Parallel Optimal Tracking Control Schemes for Mode-Dependent Control of Coupled Markov Jump Systems Via Integral RL Method
Kun Zhang,Hua-guang Zhang,Yuliang Cai,Rong Su
DOI: https://doi.org/10.1109/tase.2019.2948431
IF: 6.636
2020-01-01
IEEE Transactions on Automation Science and Engineering
Abstract:This article is concerned with the optimal tracking control problem of the coupled Markov jump system (CMJS) by using the reinforcement learning (RL) technique. Based on the conventional optimal tracking architecture, an offline tracking iteration algorithm is first designed to solve the coupled algebraic Riccati equation that can hardly he solved by mathematical methods directly. To overcome the crucial requirements and existing shortcomings in the offline tracking method, a novel integral RL (IRL) tracking algorithm is first proposed for CMJS, which develops a transition-probability-free optimal tracking control scheme with a reconstructed augmented system and discounted cost function. Both the requirements of transition probability pi(ij) and system matrix A(i) are avoided via the designed IRI, algorithm.

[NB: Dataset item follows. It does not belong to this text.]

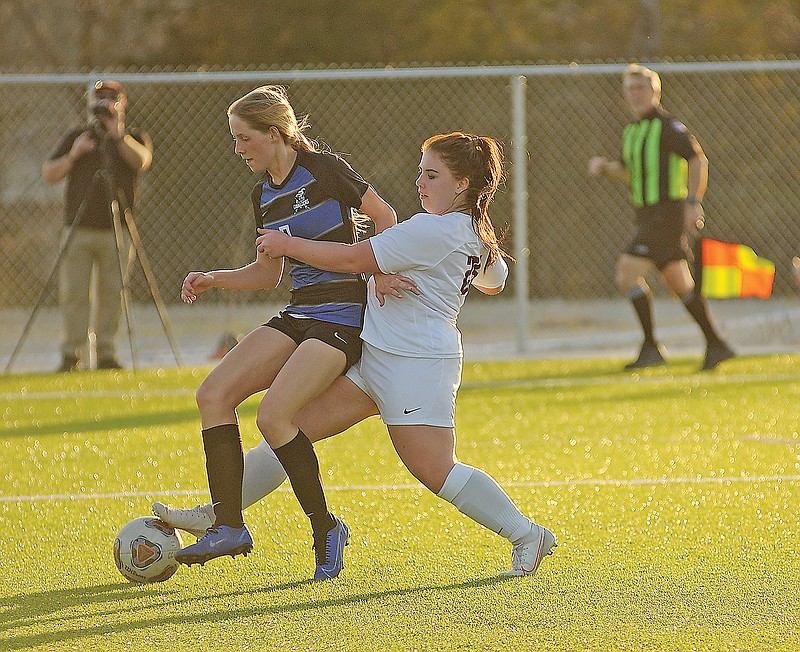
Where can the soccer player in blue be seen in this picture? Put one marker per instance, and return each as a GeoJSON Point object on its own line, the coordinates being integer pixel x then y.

The stability and convergence of the novel schemes are proved by the Lyapunov theory, and the tracking objective is achieved as desired. Finally, we apply the designed algorithms in a fourth-order Markov jump control problem and the stochastic mass, spring, and damper system to track continuous sinusoidal waveforms, and the simulation results are provided to show the effectiveness and applicability. Note to Practitioners-In the practical engineering systems, many useful signals and interference vary randomly. Therefore, the tracking control of stochastic systems and dynamics, such as the Markovion, Ito's, Wiener, and Martingale processes, plays an important role in the modern industry. As a matter of fact, it is always desired to reduce the requirement of exact information and transition probability in the homogeneous Markovian process, which is very difficult to obtain accurate measurements. One way is integrating the adaptive reinforcement learning (RI) technique into the Markovian systems to learn this implicit information. However, a major restriction of the RL technique is that the control policy should be related to the finite performance index, which generally invalidates the optimal tracking solutions. In order to tackle this difficulty, by designing a novel parallel scheme via integral RL (IRL) technique, the solution of the coupled algebraic Riccati equation is solved, and the transition probability can be completely unknown during the learning process.